Çaresizlik boğaza tüm gücüyle sarılan iki yabancı ele benzer. Üstünden çekmek istersin fakat o kadar güçlüdür ki bırak çekmeyi bir milim hareket ettirmeyi beceremezsin. Sen çekmeye çalıştıkça o eller boğazına daha sıkı sarılır. Ta ki pes edene kadar. Tüm çaresizliğinle o ellere teslim olursun. Al canımı senin olsun, yeter ki beni acı çektirmeden öldür dersin. O seni dinlemez, daha sıkı sarılır. Sonra birden nefes alamamaya başlarsın ve tamamen kendinden geçtiğinde o ellerin yavaşça çekildiğini anlarsın. Artık sadece ruhun kalmıştır. Etrafta öylece gezersin fakat seni kimse göremez. O an yaşadığın her şey gözünden bir nehir gibi su hızında akıp geçer. Bu muymuş yani beni bitiren. Yıllarca çektiğim bu acı sadece bu kadar mıymış dersin. Şimdiye kadar çektiğim bu çile yanlızca 2 metre toprak parçası için miymiş? Sonra baş ucundan herkes gider. Dost bildiklerin seni 1 güne kalmaz unuturlar. Sadece 3 kişi kalırsın. Sen,toprak ve bir parça kefen.

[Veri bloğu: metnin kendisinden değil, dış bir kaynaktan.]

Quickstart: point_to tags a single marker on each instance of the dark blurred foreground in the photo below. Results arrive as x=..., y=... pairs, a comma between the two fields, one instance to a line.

Gözyaşlarım dinmek bilmiyordu. Ezgi'de bir yerden sonra beni teselli etmeyi bırakmış oda ağlamaya başlamıştı. Sonra Ahmetin yüksek haykırışları yükseldi. "Gitme Tarık! Beni tek başıma burada bırakıp gitme can dostum." Bir ölüyle konuşmak ne kadar acı verici öyle değil mi? Yanaklarımdan süzülen gözyaşlarını elimin tersiyle sildim ve ayağa kalkarak onuda kaldırmak için elimi uzattım.


"Ezgi artık gitmeliyiz." elimden destek alarak ayağa kalktığında beraber onların yanına gittik.


"Çocuklar yavaş yavaş toparlanıp gitsek iyi olur." 3 kişi Ahmet'i cesetten ayırmaya çalışıyordu. Fakat Ahmet sanki ondan bir daha ayrılmamak üzere kendini ona kenetlemişti. En sonunda bu acıya dayanamadı ve birden bayıldı.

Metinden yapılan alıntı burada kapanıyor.